On outward appearance, Nashville State Technical Institute's Cookeville Center and Tennessee Technological University couldn't be more different.

The Nashville Tech Center enrolls about 149 students, while more than 8,200 students study at Tennessee Tech. Nashville Tech offers one-year certificate and two-year degree programs, while Tennessee Tech offers programs leading to the bachelor's, master's and Ph.D. degrees.

Despite their differences, both institutions remain committed to a common goal - educating and training the region's population. And together they're making it easier than ever for adults and recent high school graduates alike to find the training and education that meets their career goals.

"It's a mutually beneficial relationship," said Tennessee Tech President Angelo Volpe. "Both of our institutions are unique in what we offer, but the key is, we pair our programs to ensure they work well together to give students the best choices available."

The two institutions have a history of cooperation. For years they have shared facilities, classes and even equipment.

When the local Nashville Tech center began outgrowing its current home on Freeze Street, Tennessee Tech opened its doors to the two-year school and made rooms available for center classes. Today Nashville Tech teaches several classes at TTU.

Nashville Tech students also attend Academic Development Program classes on the TTU campus, including courses in writing, math, reading and study skills. The cooperative arrangement provides the academic services to meet the students' needs and allows them to take advantage of the development laboratory and learning tutorials available at TTU.

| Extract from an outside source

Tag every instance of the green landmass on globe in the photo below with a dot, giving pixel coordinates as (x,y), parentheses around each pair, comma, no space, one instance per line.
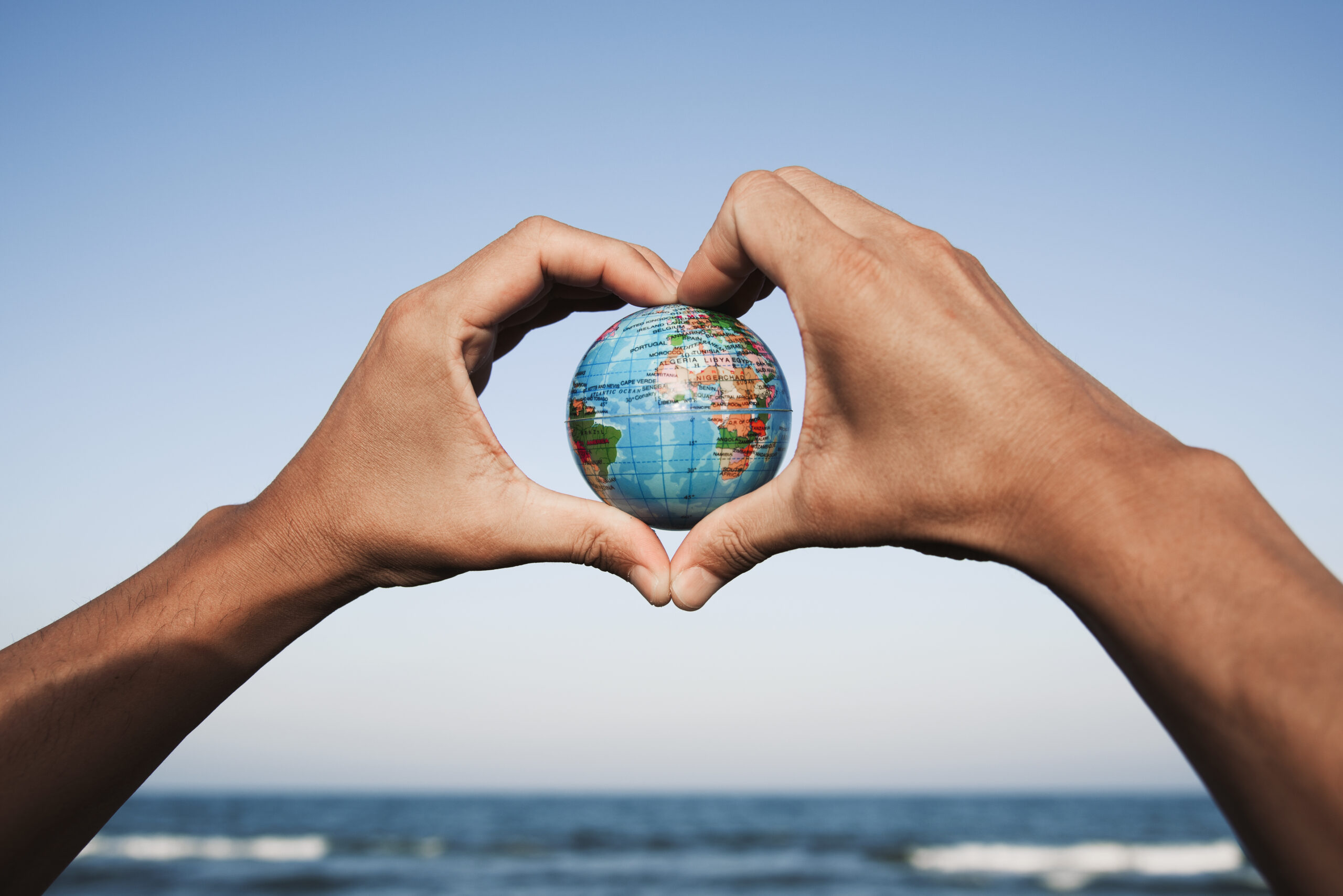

But sharing is a two-way venture, and when needed equipment or machinery isn't available at one institution, classes from the other share the equipment. One of TTU's electrical engineering classes recently borrowed some of Nashville Tech's programmable logic controllers because the equipment wasn't available at the university.

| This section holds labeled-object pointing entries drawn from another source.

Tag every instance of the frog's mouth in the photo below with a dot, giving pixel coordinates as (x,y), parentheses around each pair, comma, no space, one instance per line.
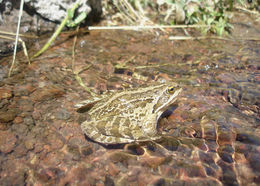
(160,124)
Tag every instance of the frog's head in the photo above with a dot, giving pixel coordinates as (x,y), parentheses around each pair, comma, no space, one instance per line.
(167,96)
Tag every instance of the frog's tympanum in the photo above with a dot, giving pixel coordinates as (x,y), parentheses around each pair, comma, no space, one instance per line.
(129,115)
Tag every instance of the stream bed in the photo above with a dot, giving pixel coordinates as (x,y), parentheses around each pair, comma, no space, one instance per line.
(213,134)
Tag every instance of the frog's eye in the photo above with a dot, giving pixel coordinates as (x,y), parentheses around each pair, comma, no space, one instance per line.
(171,90)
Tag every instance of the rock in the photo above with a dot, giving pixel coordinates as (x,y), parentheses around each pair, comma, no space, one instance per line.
(7,116)
(47,93)
(18,120)
(7,141)
(5,93)
(63,114)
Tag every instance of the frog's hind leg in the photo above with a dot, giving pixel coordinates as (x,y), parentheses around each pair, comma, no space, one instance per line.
(91,132)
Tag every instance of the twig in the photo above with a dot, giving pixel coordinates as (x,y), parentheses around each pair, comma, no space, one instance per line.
(17,37)
(21,35)
(248,11)
(143,27)
(57,32)
(210,37)
(76,73)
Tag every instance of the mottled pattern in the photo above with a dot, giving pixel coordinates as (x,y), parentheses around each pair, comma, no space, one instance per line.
(129,115)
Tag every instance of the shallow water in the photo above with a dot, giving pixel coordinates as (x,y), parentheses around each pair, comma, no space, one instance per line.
(211,138)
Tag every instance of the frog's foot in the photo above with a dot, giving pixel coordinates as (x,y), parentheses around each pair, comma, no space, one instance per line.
(92,133)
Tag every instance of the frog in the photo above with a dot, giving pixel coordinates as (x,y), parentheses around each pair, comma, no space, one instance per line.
(129,115)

"The major benefit of our cooperation is shared resources," said Nashville Tech President George Van Allen. "The intellectual resources of the university can never be duplicated at 'Cookeville Tech,' so we take advantage of what's offered by the university. We hope the advantage to Tennessee Tech is that we will become a primary feeder of students interested in completing a four-year degree. Our students are already taking some courses on Tennessee Tech's campus, and we hope that number increases."

The institutions have also recently finalized transfer agreements to help students make the transition from Nashville Tech to TTU's four-year degree program. Students who complete Nashville Tech's two-year police science program will be able to transfer their credits and finish their final two years at TTU to earn a bachelor's degree. Officials at both campuses are hoping to arrange similar agreements for other programs, too.

"The relationship between both schools has been excellent and beneficial," said Bill Pardue, director of Nashville Tech's Cookeville Center. "We're pleased to be in the same community with Tennessee Tech. We're thankful for the cooperation, and we're looking forward to enhancing an already strong partnership."